Your cupcakes looks beautiful. I love swiss buttercream and now I need to find a reason to make these 😀
Lizzy,
These look sooo, delicious. Your family must have been in heaven.
Annamaria
I am looking at those beautifully done topping and asked my self. . . when can I do that? I don’t think I have the dexterity to do the swirl. Next to chocolate, vanilla is my second favorite. Have a good week, Liz! 🙂
mmmmmm I cannot wait to try out a Swiss meringue!!! these cupcakes are so beautiful and classic
Beautiful, lovely cakes and that layered white chocolate butter cream is outstanding…a perfect way to share joy and good wishes with family,thanks so much for the inspiration 🙂
They look beautiful Lizzy!!xo
I would think your family would come up with plenty of reasons to celebrate to get one of your yummy desserts. Bill is one lucky man. These look delicious. I have that cookbook and now I want to go make a chocolate dessert!
These sound wonderful Liz and the buttercream I’m sure I’d probably just lick off saving the cake for last. Great recipe and photo.
I’m trying to figure out what’s going on with my RSS feed. I’m not getting posts from you and everyone else sent to my box. I’m sure it’s on my end but don’t know the cause of it. If’ you don’t hear from me that’s why. But will try to get to everyone I can. Hopefully I’ll get it fixed soon.
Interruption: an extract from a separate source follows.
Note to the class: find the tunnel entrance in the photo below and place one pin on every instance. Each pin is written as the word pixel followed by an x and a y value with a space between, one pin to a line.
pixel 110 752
I think Bill made a wonderful choice – these look amazing! And I love that they’re mini as a whole cupcake like this can be too much but these are perfect to have one now and another later. Hope you had a lovely Easter Liz!
Love the swirls of frosting! White Chocolate is my fave and I know this recipe and I are going to be great friends.
My address is ___________
I Must eat a dozen of those little sins!
YUmmmmmmm xxx
Oh, Liz, what great birthday cupcakes!
These cupcakes look delicious! I could never choose a favorite between cupcakes and cookies – that’s like choosing a favorite child, which I hear is a no-no!
Love the extra white chocolate chips on top! I could devour a plate of these too!
Vanilla and white chocolate?! De.lish!!
Such pretty cupcakes, I have to try your white chocolate buttercream!
Oh, man, these cupcakes look awesome! I want one right now!
Look delicious as usual 🙂 I love white chocolate frosting!
White chocolate is one of my absolute favorite things in the world. I can’t even imagine how good that frosting is.
Glad we’re on the same page, I rarely ever make cupcakes. There’s something so much more satisfying about a giant hunk of cake to me.
Oh my Liz, they do look and sound exquisite, the white chocolate buttercream totally sounds like it’s worth the splurge. Happy birthday wishes to Bill.
Bet these cupcakes were gone in seconds! Happy belated bday to Bill! Was it on Easter? That would be a double celebration!
What a beautiful cupcakes and the white chocolate frosting it looks so perfect on this vanilla cupcakes!
I love how simple and yet extremely pretty these are, Liz! And the mix of meringue and white chocolate in the frosting sounds incredible!
These cupcakes look incredible Liz! I love how pretty and fluffy the frosting is and white chocolate always gets me every time 🙂 These would get devoured quickly at our house too.
I would LOVE these! They look yummy:@)
Gosh, Lizzy! These cupcakes are gorgeous! I am not too crazy over icing but I love how they look. Your swirls are fantastic. Bill is a lucky man!
I like the way your hubby thinks! These look perfect!